Playing through the major modes is one way to maximize your practice. Then, go into all the minor modes. For each, repeat the keys 12 times each. Start with the C scale. Next, move on to the D, and so on. Your goal is to get through all the scales in all the modes.

The repetition and hand-on practice should improve your memorization, too. 

Aeolian mode (above)

Practice with Music

Most guitar music stems from the same basic chords, modes, and scales. Once you have memorized the modes to a comfortable level, it’s time to practice with music.

Play music in the background and follow along. If you dive into music theory further, you’ll have the knowledge to depict scales used in songs for guitars. “Old Joe Clark” is a folk guitar song used in music examples. The melody is close to the Mixolydian mode in A. 

Start playing along with the song in A. Then, see if you play the song in G.

As you gain confidence, you’ll realize that you can switch up the scales for other songs, too.

Lydian Mode (above)

Practice with the Harmony

The melody leads a song. The harmony builds on the melody. A harmony cannot exist without the melody, but the harmony consists of at least two sounds that mesh well with each other. Harmony is a set of complementary sounds.

Since the harmony is more than one sound, it challenges you to improve your guitar mode skills. Every step builds on the last. Every new exercise builds on the last.

Your job is to identify the harmony’s scale. Then, emulate its mode. Now you are challenging your memorization and fingering skills. Plus, you’re training your ear. A well-tuned ear allows you to rock out and impress the audience from the stage.

Why Should You Master Guitar Modes?

Since the majority of the music comes from the same scales and chords, what is going to make your guitar playing skills unique? Artists like Jack White and Stevie Young shred with the best of them. Their skills demonstrate their range. They’re also well-regarded because their sound isn’t exactly like everyone else’s. 

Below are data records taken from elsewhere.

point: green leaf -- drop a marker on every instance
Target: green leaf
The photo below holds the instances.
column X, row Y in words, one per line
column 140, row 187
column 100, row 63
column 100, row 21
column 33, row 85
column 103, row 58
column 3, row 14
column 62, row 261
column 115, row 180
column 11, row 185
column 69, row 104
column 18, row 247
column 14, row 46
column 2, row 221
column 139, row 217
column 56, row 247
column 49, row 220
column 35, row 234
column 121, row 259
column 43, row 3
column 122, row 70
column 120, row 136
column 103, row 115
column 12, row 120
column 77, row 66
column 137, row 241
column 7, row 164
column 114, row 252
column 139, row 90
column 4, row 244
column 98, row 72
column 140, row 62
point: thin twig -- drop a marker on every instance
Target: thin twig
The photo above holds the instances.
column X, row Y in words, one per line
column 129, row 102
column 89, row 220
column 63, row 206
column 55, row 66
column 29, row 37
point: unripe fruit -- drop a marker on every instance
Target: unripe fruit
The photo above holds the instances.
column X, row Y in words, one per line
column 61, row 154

Mastering the guitar modes improves your improv skills. This gives your solo performances a boost. If you’re a hobby guitarist, that might be enough. Others seek to reach for the sky. So go forth.

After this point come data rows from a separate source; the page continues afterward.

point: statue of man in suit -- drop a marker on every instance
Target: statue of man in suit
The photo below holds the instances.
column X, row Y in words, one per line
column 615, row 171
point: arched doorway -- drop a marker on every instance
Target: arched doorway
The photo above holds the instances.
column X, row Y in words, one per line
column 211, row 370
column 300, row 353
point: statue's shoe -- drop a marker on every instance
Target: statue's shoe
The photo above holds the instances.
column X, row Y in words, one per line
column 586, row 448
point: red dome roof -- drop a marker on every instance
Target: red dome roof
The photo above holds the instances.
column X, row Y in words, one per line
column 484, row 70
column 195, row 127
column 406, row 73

To master all seven major guitar modes, read up on the music theory behind them. This makes it easier to understand and learn each variation. Pick a scale and mode, and play it on your guitar one by one. Start memorizing each mode and beef up your fingering visualization prowess. Move into identifying melody and harmony modes from songs. Dedicate time to practice the modes. This should improve your guitar skills and ear.